Differential diagnosis
This section has been translated automatically.

Lichen simplex chronicus: gfls. hsitological clarification

Lichen amyloidosus:

eczema, lichenified

squamous cell carcinoma (see fig.): this DD has to be clarified histologically if necessary

Chronic prurigo: confluent plaques or nodules are typical for lichen ruber verrucosum. This is not observed in chronic prurigo.

External therapy
This section has been translated automatically.

potent glucocorticoids (e.g. class IV glucocorticoids) under occlusion (2 times/day 2-4 hours).

Alternatively: Vit D3 - analogues under occlusion.

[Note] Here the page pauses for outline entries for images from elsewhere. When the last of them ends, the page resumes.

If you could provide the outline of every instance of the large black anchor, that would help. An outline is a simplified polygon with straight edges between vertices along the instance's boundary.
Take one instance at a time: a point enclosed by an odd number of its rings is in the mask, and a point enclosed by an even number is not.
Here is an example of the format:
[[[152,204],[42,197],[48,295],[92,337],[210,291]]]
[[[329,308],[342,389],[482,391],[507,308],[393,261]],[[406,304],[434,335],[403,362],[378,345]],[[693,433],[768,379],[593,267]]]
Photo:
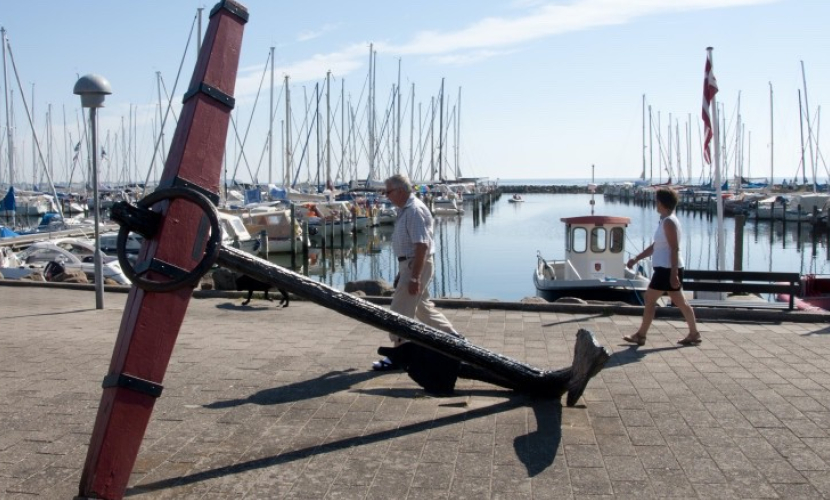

Supplementary: Inject the foci with glucocorticoids such as triamcinolone crystal suspension 10-40 mg (e.g. Volon A): Draw up suspension with 2-4 ml 1% scandicain in a syringe and apply intrafocally.

Supplementary: Consistent wearing of compression bandages in the presence of chronic venous insufficiency.

Radiation therapy
This section has been translated automatically.

PUVA bath therapy can be tried.

Internal therapy
This section has been translated automatically.

In severe cases, systemic therapy, if necessary, according to the lichen planus.

This section has been translated automatically.

Eminently chronic course. The average duration of the disease is 6 years. After years of persistence, intralesional keratoacanthomas or squamous cell carcinomas may develop (Campanati A et al. 2003). In this respect, regular clinical controls are necessary.

This section has been translated automatically.

  1. Alomari A et al (2014) The significance of eosinophils in hypertrophic lichen planus. J Cutan Pathol 41:347-352
  2. Audhya M et al (2014) Verrucous lichen planus: a rare presentation of a common condition. Dermatol Reports 3:5113
  3. Campanati A et al (2003) A case of hypertrophic lichen ruber planus of the leg complicated by a squamous cell carcinoma. Int J Dermatol 42: 415-416
  4. Castano E et al (1997) Verrucous carcinoma in association with hypertrophic lichen planus. Clin Exp Dermatol 22: 23-25
  5. De Paola M et al (2014) Unilateral hypertrophic lichen planus successfully treated with topical calcipotriol. G Ital Dermatol Venereol 149: 274-276.
  6. Dossi Cataldo MT et al (2015) Pigmentosus hypertrophic lichen planus with blaschkoian distribution, 3 clinical subtypes in a single patient. Med Clin (Barc) doi:10.1016
  7. Giesecke LM et al (2003) Giant keratoacanthoma arising in hypertrophic lichen planus. Australas J Dermatol 44: 267-269
  8. Ghosh S et al (2014) Squamous cell carcinoma developing in a cutaneous lichen planus lesion: a rare case.Case Rep Dermatol Med doi: 10.1155/2014/205638.
  9. Musumeci ML et al (2014) Multiple reactive keratoacanthomas in a patient with hypertrophic lichen planus treated with cyclosporine: successful treatment with acitretin. Indian J Dermatol Venereol Leprol 80: 374-376.


Please ask your physician for a reliable diagnosis. This website is only meant as a reference.